The future. I was thinking about the future. For a minute there, I lost myself, and I was thinking about the future. I think from about August 2019 to March 2020, things were starting to make sense. I was setting up search agents on job sites for positions opening in my field, I was applying to doctoral programs. The future was there, it was real, and I could control it, and it was going to be good. My sun was going to come out.
And then, fucking Coronavirus happened and within the span of like a week it all stopped and we were somewhere severely different.
It really happened over the course of a few days, like things felt normal one Saturday and I was having to readjust to what the idea of the rest of the semester’s curriculum would be by that Tuesday.
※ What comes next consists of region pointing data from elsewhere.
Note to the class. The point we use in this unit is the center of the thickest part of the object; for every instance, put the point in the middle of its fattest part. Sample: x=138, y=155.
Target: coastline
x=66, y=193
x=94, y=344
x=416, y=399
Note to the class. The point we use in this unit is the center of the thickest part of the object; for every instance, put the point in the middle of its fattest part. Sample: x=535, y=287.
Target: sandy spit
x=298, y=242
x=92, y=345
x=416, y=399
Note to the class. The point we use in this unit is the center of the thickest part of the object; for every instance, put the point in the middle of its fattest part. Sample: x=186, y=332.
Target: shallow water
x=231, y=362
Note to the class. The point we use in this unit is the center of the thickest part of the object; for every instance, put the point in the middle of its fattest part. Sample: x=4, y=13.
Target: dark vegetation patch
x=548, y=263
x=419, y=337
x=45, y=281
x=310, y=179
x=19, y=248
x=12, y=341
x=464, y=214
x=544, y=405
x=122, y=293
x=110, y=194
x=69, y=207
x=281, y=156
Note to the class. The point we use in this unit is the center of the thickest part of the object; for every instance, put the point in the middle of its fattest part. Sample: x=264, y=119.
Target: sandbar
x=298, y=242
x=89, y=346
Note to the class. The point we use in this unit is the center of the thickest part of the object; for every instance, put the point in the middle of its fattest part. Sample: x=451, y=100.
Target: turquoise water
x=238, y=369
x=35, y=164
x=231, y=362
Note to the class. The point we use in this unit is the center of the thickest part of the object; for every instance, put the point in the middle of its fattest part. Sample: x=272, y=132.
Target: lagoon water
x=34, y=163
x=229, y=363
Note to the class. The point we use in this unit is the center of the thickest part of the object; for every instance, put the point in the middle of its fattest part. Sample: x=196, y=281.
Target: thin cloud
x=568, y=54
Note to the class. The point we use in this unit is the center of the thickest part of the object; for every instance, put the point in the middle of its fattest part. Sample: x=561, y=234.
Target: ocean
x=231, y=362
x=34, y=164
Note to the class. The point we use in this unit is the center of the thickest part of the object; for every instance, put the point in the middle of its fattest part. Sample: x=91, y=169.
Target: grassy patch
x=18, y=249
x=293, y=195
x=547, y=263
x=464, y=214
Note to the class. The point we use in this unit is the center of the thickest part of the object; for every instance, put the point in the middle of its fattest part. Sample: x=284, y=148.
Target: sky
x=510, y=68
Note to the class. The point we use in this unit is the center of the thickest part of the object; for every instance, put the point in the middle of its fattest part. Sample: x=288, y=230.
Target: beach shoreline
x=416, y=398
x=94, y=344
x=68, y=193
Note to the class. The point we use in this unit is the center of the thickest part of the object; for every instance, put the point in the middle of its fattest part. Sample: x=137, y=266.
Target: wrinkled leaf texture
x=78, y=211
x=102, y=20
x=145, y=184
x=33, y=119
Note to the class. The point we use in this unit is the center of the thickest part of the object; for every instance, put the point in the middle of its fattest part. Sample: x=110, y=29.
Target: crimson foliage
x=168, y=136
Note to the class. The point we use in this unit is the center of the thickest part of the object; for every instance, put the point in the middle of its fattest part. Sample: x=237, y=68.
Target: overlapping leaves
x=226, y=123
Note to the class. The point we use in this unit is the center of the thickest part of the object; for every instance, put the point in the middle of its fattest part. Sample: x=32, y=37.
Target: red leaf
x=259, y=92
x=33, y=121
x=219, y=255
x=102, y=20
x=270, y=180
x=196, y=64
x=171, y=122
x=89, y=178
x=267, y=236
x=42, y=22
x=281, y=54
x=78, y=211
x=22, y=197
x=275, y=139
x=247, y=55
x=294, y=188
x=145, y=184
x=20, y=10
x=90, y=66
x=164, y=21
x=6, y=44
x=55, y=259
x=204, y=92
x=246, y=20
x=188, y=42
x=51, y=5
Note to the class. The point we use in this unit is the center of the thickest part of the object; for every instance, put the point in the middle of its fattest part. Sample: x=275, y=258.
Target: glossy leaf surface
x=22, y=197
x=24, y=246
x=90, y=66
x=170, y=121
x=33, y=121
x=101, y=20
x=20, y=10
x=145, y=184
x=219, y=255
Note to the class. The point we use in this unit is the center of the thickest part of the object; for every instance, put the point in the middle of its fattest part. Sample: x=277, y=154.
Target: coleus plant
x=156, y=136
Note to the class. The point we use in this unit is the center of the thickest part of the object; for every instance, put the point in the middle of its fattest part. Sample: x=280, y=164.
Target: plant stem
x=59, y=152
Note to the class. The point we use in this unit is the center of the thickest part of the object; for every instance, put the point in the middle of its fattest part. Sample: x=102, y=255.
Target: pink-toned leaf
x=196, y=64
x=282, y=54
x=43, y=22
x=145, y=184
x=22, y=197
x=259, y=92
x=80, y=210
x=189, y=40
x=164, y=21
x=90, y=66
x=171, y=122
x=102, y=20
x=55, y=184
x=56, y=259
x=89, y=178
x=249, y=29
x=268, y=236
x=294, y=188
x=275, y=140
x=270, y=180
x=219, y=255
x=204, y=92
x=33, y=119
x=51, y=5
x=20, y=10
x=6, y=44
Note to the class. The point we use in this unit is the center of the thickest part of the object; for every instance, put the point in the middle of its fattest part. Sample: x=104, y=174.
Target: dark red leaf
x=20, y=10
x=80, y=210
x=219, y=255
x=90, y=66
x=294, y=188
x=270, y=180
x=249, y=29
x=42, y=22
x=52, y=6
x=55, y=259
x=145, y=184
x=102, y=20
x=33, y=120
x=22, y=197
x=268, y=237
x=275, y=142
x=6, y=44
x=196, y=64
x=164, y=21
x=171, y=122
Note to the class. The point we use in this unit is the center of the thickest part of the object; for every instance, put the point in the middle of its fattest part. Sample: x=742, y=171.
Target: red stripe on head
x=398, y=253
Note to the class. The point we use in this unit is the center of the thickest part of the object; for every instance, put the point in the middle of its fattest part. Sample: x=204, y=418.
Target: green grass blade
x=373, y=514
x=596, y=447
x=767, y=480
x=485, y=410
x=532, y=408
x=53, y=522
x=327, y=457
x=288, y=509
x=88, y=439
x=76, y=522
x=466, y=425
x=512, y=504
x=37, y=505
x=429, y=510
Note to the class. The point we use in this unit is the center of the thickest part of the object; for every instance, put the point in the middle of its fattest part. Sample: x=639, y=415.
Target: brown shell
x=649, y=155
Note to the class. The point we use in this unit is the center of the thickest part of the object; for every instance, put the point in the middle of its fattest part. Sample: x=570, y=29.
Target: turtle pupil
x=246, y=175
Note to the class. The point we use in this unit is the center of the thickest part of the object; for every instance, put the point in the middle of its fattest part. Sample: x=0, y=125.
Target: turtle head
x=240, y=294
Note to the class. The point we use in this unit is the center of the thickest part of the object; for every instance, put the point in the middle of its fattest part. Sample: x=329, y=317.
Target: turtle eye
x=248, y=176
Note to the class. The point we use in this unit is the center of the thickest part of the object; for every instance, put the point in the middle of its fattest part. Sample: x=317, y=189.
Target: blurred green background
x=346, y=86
At the end of that class session Tuesday, it hit me that I’d never share a physical space with that group of students ever again. The realization came through so quick and hit so hard, like a guillotine, and the blades just kept falling in the coming days. It struck me as I was sitting in the writing center on that Friday that it was possible I’d never sit in there again. I walked off campus knowing we’d go online for the rest of the spring, probably through the summer, and maybe into the Fall, and I hadn’t prepared in the slightest.
Within the span of a few days, the future was out of the question again. I went from living with a sense of the future to a philosophy limited to the remaining hours of the day. I went back to a familiar pragmatism, going to bed and waking up and whatever happened in-between was only as important as it needed to be. Thankfully, I had people to work and live for, I was able to start teaching and tutoring online, and I was able to at least focus myself on an, admittedly abridged future, as there was a curriculum that needed to continue into mid-May even if I was teaching via a webcam and microphone.
I have, since the beginning of April, basically limited my thought processes to the extent of tomorrow. I sit down with my planner at the end of every night before I go to bed and I lay out what I’ll do the next day. It’s all that I can do for myself, I don’t think about the days coming after, really.
Every day has led into the next, as they always do. While that used to be a painful thing to recognize, that the days and the suffering would continue to stack up, in this case it’s been somewhat stabilizing. Recognizing that my level of influence over everything right now is so small, and then taking control of what level of influence I have by making sure that I control what tomorrow holds, it’s actually been something positive for my mental well-being.
And after all of that, here I sit, in my bedroom, at my computer, on April 26th. Last month, when I was settling in for the first week of social distancing, I couldn’t have conceived of April 26th getting here. I had no thoughts about what April 26th would look like, but it got here, regardless of whether I wanted it to or not. The 27th will follow, then the 28th, et cetera, et cetera, no matter what I put into it. As obvious as it is, I have kept myself going by recognizing that any date that I think of in the future will eventually get here, and I can only influence what I have influence over.
I will remember 24 as a year that I spent getting better, a year of what felt like genuine personal ascent interrupted by a force outside of my control. At the end of it all, I’m still here, I’m happier with myself than I was at this point last year, and even if the pandemic complicated everything, I’m still going to do what I can to keep getting better. I feel like I have absolutely no control over the future in any sense other than my own, but if that’s all that I have right now, I’m going to do as much as I can to control it for the better.